When viewing an item, it's possible to set the Filter to "Revenues vs Expenses", which seems very useful, but since explanations are missing, it's often hard to know exactly what you're viewing or how accurate the information is.

Posted by S. Underwood
a resident of Crescent Park
on May 10, 2021 at 7:20 am

S. Underwood is a registered user.

Thank you so much for the this letter.

Council doesn't realize how much weaseling goes into all the information they get. That's what happens when you have a taxpayer/council funded "Communications" team whose job is to propagandize back at them... in service of the bureaucrats. Cut all the new communications roles we've invented in the past ten years. If senior managers making $300k a year can't drive their own communication, show them the door.
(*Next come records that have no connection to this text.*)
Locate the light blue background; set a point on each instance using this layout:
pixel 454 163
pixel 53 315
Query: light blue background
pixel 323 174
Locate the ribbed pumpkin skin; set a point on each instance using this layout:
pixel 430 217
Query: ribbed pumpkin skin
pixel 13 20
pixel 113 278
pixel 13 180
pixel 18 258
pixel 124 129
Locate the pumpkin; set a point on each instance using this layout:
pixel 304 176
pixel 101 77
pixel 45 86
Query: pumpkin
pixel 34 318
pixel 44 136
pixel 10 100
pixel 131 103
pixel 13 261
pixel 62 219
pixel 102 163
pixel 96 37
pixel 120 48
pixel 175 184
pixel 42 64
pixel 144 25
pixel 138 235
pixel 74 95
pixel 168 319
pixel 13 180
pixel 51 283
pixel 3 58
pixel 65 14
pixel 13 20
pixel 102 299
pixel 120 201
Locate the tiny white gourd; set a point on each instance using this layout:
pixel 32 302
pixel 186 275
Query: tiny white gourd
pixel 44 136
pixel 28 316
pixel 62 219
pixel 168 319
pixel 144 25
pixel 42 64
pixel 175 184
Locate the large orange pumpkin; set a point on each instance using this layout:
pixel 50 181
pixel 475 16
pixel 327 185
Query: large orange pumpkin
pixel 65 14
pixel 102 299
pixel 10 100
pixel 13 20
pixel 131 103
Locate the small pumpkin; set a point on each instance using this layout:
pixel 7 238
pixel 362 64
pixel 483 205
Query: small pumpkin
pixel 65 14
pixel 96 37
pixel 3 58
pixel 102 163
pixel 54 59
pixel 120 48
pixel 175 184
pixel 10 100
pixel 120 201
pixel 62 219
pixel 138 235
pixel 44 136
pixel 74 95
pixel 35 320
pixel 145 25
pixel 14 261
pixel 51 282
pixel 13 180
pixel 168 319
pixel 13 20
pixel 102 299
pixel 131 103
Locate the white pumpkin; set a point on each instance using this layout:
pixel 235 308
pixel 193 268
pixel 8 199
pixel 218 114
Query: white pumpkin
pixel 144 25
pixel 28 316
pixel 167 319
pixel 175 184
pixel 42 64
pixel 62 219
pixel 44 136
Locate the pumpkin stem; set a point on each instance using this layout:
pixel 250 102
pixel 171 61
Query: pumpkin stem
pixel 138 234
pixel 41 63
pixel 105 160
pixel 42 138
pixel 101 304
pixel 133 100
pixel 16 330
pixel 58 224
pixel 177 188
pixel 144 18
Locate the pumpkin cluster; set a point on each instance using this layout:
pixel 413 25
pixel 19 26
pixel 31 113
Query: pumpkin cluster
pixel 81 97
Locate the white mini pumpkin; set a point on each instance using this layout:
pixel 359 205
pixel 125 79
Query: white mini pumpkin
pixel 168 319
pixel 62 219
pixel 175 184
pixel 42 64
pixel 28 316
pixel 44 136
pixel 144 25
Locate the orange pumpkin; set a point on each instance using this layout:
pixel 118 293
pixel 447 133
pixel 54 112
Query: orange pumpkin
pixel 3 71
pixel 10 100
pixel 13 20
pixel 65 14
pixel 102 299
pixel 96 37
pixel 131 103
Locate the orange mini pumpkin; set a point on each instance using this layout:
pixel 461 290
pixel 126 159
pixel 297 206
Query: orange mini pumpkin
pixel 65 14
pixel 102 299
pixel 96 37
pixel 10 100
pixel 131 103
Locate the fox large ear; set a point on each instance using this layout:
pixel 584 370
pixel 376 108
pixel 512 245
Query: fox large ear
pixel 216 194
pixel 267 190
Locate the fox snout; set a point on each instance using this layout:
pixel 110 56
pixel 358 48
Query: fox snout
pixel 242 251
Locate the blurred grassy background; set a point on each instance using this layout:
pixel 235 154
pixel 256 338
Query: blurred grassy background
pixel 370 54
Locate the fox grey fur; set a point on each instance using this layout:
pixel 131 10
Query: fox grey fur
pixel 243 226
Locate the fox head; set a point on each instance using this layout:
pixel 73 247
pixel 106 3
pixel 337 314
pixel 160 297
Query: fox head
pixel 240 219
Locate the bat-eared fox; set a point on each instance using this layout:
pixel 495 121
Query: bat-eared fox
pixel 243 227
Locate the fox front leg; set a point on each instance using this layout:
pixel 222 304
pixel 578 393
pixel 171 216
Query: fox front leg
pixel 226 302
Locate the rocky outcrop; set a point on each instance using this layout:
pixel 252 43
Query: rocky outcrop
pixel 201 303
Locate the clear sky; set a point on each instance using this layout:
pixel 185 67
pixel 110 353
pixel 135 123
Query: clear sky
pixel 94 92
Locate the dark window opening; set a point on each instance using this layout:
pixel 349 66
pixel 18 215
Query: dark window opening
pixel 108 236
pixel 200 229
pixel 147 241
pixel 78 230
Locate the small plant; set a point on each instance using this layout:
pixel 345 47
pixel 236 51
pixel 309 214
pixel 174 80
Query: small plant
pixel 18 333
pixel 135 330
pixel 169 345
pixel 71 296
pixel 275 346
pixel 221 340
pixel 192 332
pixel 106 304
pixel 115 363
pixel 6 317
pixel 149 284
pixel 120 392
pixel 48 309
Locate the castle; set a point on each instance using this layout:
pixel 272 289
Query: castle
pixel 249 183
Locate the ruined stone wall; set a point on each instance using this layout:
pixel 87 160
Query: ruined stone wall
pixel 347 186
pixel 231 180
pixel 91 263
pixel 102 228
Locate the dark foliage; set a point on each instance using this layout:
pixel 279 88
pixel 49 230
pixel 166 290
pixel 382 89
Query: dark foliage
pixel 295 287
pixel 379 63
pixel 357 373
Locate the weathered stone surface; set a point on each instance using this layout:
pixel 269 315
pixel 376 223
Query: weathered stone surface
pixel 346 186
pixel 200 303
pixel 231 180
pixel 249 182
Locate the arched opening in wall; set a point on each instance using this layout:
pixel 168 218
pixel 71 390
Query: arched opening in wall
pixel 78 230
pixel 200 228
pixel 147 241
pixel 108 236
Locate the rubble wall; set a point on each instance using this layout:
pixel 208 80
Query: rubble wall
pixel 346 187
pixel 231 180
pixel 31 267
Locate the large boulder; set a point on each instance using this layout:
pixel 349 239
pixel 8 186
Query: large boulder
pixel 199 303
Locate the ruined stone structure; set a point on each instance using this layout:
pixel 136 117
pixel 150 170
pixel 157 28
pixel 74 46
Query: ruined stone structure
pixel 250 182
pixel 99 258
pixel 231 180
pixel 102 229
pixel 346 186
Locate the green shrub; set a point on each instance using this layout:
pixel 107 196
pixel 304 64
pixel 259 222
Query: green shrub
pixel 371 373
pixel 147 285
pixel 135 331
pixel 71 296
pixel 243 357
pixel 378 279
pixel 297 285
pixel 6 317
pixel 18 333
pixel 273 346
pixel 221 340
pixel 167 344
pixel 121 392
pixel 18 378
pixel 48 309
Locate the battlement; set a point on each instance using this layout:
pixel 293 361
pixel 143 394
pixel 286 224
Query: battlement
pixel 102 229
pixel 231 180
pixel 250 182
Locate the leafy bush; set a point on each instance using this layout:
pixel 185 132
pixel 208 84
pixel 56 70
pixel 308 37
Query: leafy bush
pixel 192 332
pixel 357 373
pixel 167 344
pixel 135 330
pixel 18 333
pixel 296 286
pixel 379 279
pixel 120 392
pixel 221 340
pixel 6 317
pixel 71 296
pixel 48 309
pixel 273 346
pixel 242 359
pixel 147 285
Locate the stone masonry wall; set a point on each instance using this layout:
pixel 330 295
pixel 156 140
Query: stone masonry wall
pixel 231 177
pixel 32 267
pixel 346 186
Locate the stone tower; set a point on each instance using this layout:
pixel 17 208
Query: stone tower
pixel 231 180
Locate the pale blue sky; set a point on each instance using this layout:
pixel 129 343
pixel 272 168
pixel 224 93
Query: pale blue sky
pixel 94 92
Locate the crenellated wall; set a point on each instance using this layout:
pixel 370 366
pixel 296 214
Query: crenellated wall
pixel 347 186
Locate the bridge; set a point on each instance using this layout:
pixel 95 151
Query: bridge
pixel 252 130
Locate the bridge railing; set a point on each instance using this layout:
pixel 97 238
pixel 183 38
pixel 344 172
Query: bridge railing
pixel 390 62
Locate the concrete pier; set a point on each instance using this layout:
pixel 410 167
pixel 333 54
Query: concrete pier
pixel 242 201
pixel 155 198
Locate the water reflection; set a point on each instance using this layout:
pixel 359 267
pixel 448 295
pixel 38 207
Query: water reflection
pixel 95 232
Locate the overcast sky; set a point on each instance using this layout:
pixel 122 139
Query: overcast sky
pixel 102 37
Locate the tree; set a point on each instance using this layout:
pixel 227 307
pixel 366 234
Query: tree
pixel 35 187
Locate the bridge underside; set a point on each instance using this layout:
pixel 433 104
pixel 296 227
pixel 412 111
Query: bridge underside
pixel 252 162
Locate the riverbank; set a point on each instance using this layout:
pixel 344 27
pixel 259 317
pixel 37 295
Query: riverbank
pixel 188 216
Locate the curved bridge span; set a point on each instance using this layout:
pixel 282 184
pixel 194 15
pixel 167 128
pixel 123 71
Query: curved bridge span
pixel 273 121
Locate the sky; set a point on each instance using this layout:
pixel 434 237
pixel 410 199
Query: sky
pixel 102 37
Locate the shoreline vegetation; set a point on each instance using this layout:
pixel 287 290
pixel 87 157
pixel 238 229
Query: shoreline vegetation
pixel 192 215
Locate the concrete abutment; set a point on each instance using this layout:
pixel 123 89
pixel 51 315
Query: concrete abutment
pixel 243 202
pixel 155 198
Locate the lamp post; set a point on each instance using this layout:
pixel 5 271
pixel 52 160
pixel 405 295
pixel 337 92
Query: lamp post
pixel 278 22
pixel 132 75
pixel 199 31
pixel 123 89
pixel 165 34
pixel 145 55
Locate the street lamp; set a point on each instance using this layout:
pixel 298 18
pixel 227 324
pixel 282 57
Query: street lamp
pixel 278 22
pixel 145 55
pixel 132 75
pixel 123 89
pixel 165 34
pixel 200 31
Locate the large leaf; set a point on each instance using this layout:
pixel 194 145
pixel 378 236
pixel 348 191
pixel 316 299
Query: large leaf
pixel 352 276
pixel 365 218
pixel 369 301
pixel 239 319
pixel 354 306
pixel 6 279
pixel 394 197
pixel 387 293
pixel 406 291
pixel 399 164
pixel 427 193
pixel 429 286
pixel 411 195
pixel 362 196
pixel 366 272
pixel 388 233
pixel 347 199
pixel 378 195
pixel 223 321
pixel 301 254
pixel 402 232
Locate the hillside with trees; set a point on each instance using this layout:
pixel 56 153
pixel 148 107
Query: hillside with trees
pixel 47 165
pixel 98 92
The City Manager's office needs to be halved, and the City Manager (Ed Shikada) and Community Services Director (Kristen O'Kane) need to be given their cushy severance packages and shown the door. [Portion removed.]

After that, let's see where we're at regarding business tax. [Portion removed.]

Posted by Jeremy Erman
a resident of Midtown
on May 16, 2021 at 6:23 pm

Jeremy Erman is a registered user.

Last week the Finance Committee recommended using federal funds and budget reserves to avoid most of the community services, library, and public safety cuts in the proposed 2021-2022 budget. The full council will discuss the budget Monday night.

This is a step in the right direction, but nearly all of the devastating cuts from last year are still in effect, and as councilmembers keep pointing out, we really haven't felt the impact of those cuts yet because so many servcies are still shut because of COVID-19 restrictions. At this point, it's not even clear if there will be a single summer show at the Children's Theatre, for example.

Because staff has not provided the council with the full budget, the council has few options except to accept the City Manager's recommendations or offset the cuts with one-time funds. If the council--and public--were allowed to see every line-item in the city budget, then they could suggest alternative cuts, but no one on the city staff has addressed this issue.